Mike It is and sometimes mine takes several days before it smells. Now I add a few inches of warm water then the kmeta, shake the heck out of it and boy can you smell that. Then I as I add more water I keep shaking it. The reason is more to make sure it is all dissolved more than anything else.


----------



## Flem (Feb 27, 2011)

It's in a clear jug, so there's no doubt that it is dissolved. I've made some previously and I don't recall it taking this long. I'll give it a couple of days.


----------



## Wade E (Feb 27, 2011)

If you also add 3 tbls of citric acid with it it will almost immediately by noxious. Citric acid releases the S02 *much* faster then not but also reduces the amount of time the S02 solution will stay good. When using a new batch you should use a pinch of citric acid in the little bit extracted to make it a good sanitizer.


----------



## Tom (Feb 27, 2011)

Start over.. LOL
3tbls per gallon will take your breath away!


----------



## Flem (Feb 27, 2011)

Tom said:


> Start over.. LOL
> 3tbls per gallon will take your breath away!
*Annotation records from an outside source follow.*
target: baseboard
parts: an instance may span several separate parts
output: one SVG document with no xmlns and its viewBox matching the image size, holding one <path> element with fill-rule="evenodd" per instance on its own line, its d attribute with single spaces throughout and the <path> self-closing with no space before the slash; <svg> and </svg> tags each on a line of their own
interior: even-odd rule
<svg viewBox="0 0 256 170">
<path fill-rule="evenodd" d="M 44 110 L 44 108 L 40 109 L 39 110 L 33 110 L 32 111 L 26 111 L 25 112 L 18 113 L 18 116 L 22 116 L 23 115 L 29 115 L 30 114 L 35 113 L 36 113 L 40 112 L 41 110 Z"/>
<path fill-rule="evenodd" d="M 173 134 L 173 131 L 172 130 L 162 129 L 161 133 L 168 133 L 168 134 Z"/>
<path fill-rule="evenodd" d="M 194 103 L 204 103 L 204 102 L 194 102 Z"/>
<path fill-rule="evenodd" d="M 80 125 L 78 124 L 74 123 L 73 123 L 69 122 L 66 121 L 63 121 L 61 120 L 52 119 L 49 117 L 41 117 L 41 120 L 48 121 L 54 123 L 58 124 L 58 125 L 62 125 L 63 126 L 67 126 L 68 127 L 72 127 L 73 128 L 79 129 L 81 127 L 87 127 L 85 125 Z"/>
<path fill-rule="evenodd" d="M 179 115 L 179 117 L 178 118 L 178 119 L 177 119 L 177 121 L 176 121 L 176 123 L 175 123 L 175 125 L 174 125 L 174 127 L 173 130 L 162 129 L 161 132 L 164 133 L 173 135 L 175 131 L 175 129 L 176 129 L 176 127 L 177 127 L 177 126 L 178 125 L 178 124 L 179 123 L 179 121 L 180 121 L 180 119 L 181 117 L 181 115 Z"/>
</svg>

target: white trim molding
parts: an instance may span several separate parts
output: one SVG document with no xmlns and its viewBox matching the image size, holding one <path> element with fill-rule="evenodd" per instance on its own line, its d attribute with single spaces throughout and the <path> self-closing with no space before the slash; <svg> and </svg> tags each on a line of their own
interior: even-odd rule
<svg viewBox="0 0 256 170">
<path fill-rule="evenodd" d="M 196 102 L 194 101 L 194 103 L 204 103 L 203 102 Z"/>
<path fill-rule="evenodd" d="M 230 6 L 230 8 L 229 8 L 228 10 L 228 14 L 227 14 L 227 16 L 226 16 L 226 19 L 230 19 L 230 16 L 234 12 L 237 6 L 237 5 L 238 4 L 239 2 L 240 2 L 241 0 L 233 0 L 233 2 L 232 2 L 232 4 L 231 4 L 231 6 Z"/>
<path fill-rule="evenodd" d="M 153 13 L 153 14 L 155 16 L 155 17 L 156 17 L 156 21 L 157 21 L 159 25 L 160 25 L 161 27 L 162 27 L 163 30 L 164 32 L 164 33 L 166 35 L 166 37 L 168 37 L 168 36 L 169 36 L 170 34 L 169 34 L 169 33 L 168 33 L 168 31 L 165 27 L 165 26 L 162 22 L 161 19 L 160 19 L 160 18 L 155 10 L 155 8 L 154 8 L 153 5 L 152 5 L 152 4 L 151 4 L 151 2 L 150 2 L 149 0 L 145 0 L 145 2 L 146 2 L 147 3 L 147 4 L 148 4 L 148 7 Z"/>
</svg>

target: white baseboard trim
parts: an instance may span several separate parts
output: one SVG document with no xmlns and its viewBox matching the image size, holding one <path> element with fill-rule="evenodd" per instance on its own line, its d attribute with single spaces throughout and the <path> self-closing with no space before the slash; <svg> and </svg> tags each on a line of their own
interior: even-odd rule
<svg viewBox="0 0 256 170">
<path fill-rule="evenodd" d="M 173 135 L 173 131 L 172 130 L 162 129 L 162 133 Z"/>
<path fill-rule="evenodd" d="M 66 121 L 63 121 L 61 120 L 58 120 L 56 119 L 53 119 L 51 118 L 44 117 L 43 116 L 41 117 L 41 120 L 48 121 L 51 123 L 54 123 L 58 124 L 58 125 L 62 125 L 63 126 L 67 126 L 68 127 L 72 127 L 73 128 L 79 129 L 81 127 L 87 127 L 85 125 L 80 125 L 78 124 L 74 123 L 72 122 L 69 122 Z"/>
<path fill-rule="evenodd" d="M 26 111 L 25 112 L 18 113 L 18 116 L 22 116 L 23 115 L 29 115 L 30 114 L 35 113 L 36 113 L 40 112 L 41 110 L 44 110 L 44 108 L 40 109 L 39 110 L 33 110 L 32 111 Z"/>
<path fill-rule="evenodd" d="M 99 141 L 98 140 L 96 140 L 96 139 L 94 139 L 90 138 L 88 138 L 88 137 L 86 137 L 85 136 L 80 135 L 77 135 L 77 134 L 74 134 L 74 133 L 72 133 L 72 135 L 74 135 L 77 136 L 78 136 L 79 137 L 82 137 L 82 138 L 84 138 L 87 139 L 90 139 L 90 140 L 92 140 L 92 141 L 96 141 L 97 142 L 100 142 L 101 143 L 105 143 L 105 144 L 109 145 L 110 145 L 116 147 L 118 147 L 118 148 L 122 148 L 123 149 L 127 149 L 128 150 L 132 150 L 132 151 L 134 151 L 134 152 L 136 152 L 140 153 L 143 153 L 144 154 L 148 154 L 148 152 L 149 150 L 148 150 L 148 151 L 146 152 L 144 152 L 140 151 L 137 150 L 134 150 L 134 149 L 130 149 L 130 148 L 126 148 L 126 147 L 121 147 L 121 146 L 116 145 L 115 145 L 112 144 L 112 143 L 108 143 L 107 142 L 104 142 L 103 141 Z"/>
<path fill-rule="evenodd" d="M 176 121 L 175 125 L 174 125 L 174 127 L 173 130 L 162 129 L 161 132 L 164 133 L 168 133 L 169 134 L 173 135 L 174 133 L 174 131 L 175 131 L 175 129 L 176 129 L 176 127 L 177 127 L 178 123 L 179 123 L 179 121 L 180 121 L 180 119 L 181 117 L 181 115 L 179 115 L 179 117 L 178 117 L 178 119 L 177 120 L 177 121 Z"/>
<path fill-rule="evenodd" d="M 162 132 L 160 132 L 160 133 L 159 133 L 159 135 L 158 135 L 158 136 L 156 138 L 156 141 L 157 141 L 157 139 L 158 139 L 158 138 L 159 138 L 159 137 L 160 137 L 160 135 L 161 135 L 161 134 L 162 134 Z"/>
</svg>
It should---I know. It did on the last gallon I made. Not this time---yet!


----------



## Wade E (Feb 27, 2011)

Yep, wait a week and then open it and it will clear the room! The more room it has in the bvessel the more it will open up also. I have a 5 gallon corkidor and I have to open it up outside or my wine room will be unusable for awhile.


----------



## Minnesotamaker (Feb 27, 2011)

Maybe you're becoming a K-meta-a-holic. You've built up a tollerance and now you need twice as much to get the same effect.


----------



## Flem (Feb 28, 2011)

Wade E said:


> Yep, wait a week and then open it and it will clear the room! The more room it has in the bvessel the more it will open up also. I have a 5 gallon corkidor and I have to open it up outside or my wine room will be unusable for awhile.



Wade,
That's a good point. With it being a full gallon, there isn't much room for the gas to accumulate.


----------



## rosa6329 (Jan 29, 2012)

Tom said:


> Start over.. LOL
> 3tbls per gallon will take your breath away!



By using this, is it enough to sanitize equipment and not have to rinse right after?


----------



## Runningwolf (Jan 29, 2012)

Yes Rosa you are correct.


----------



## rosa6329 (Jan 29, 2012)

So can I make a gallon batch in a bucket and use it to dunk my tools and then just put a lid and re use it another time? How long will it last for re using in a bucket?


----------



## Wade E (Jan 29, 2012)

You never want to rinse afterwards or you are just introducing bacteria (Possibly) all over again.


----------



## rosa6329 (Jan 29, 2012)

Wade E said:


> You never want to rinse afterwards or you are just introducing bacteria (Possibly) all over again.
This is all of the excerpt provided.